Imagine I was visiting you and from your curiosity you found out that that I am a Spanish-speaking female rabbi that has lived in Japan. You might think I was rather exotic. Earlier this year I met my match. I went to see a small community of Nigerian nuns, whose convent was a modest apartment on a modest street. They were all wearing royal blue habits, except the patient, who was wearing a native dress as varied in hue as Joseph’s coat of many colors. One of the nuns, as if eager to exhibit to me how she was the exotic one, said to me, “Do you find it threatening to be visiting us? We are nuns, and we are from Nigeria. Were you nervous about what you might find?”
“Threatened? No not threatened. But I must admit I’m fascinated and very curious.” As I answered, I wondered why she thought they might seem threatening. If anything, it felt like a very safe, sacred and peaceful place to be. I went on to say, “And besides, we’re colleagues.” She nodded happily and I continued, “Also, I have met many kinds of people from many cultures and ways of life; I have traveled to over 20 countries and lived in a few. I’ve been around the block, and am not young.”

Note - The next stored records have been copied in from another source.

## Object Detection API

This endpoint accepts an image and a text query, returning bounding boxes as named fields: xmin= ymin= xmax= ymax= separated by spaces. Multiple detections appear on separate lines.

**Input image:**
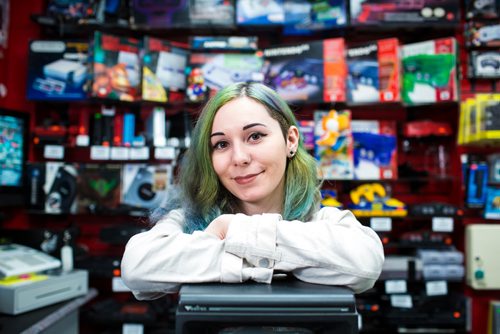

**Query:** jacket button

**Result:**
xmin=259 ymin=259 xmax=269 ymax=268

Usually as a chaplain I tend not to talk much, so I must ask myself why I went on like that. I think because I did not want the nuns to think I was uncomfortable, which would result in their discomfort. But more than that, I yearned to communicate how feeling threatened was so much the opposite of what I felt. Here is a group of women whose spirituality is at the top of their list, and who are in pursuit of meaningful lives. As white married, financially secure, Jewish and as American as I am, I too try to put spirituality at the top of my list and pursue meaningful moments. See that? We have plenty in common.
I was darn curious, though. I could not resist asking why they were here. Doesn’t Nigeria need the services of nuns? She gave me a startling answer: “We are here to help American blacks.” Help Americans? She went on to say something like, black people are not trusting of whites and they need Africans to look up to.
All those years ago slave traders forced Africans to leave their homes and come to the U.S. Here we have Africans voluntarily braving our culture, including our freezing weather, to offer redemptive routes to those slaves’ descendants. I am honored to have met those engaged in such a sacred task. I am humbled that they are the ones doing it, as we whites have failed to repair the damage we have inflicted on African Americans since slavery through the present. Much less have we enhanced their spiritual well being.